Why Plastimatch is a meaningful target
  • libs/ransac/SphereParametersEstimator.txx calls vnl_levenberg_marquardt directly — the exact symbol this PR re-backs onto Eigen after deleting netlib MINPACK.
  • Plastimatch does not use itk::LevenbergMarquardtOptimizer itself (it wires LBFGS/LBFGSB, RegularStepGradientDescent, Amoeba, versor optimizers), so the itk:: class is not runtime-exercised here; the vnl_levenberg_marquardt path is now both compile- and runtime-validated, and the broader ITKOptimizers/registration framework is runtime-validated.
Direct vnl_levenberg_marquardt runtime coverage (now executing)

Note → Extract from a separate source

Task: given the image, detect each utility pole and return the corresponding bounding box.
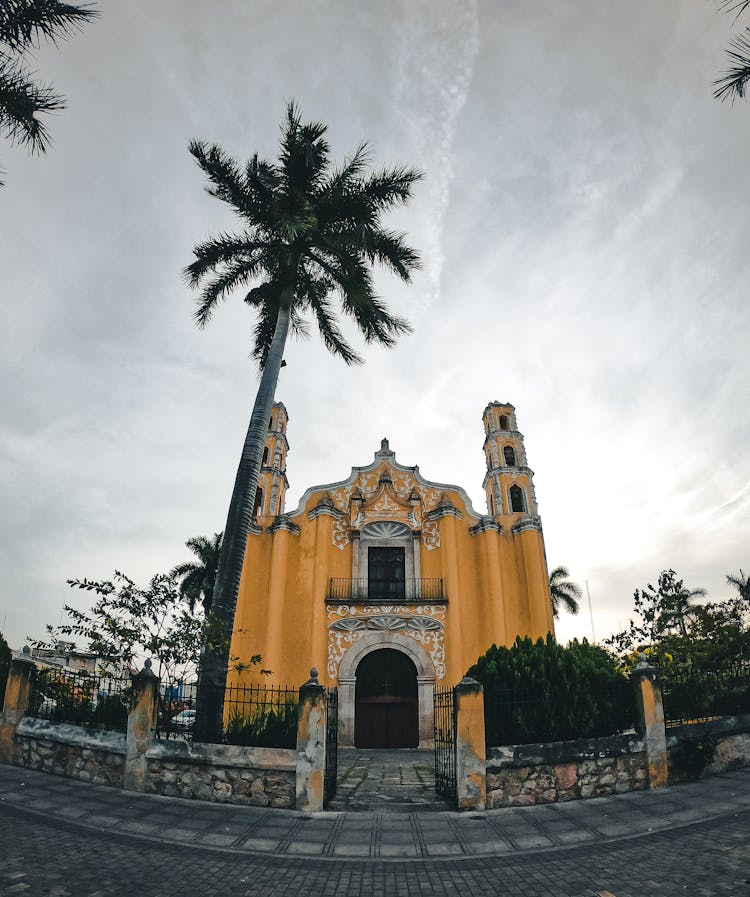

Plastimatch ships libs/ransac/Testing/SphereParametersEstimatorTest.cxx but never builds it (upstream doesn't add_subdirectory the RANSAC test dir, and nothing else instantiates the template). Registering it in ctest makes the L-M path actually run. It fits a sphere through noisy synthetic points and compares the geometric (L-M) estimate to ground truth in 2D/3D/4D:

Geometric least squares estimate [c,r]:
        [-977.61, -887.49, 652.87, 621.13, 399.56]
         Distance between estimated and known sphere centers [0=correct]: 0.54
         Difference between estimated and known sphere radius [0=correct]: 0.11
ransac-sphere-estimator .......... Passed

(First real compilation of SphereParametersEstimator.h also surfaced an unrelated modern-ITK gap — itkNewMacro(Self) now needs a trailing ; — which is a Plastimatch-side fix, not an ITK regression.)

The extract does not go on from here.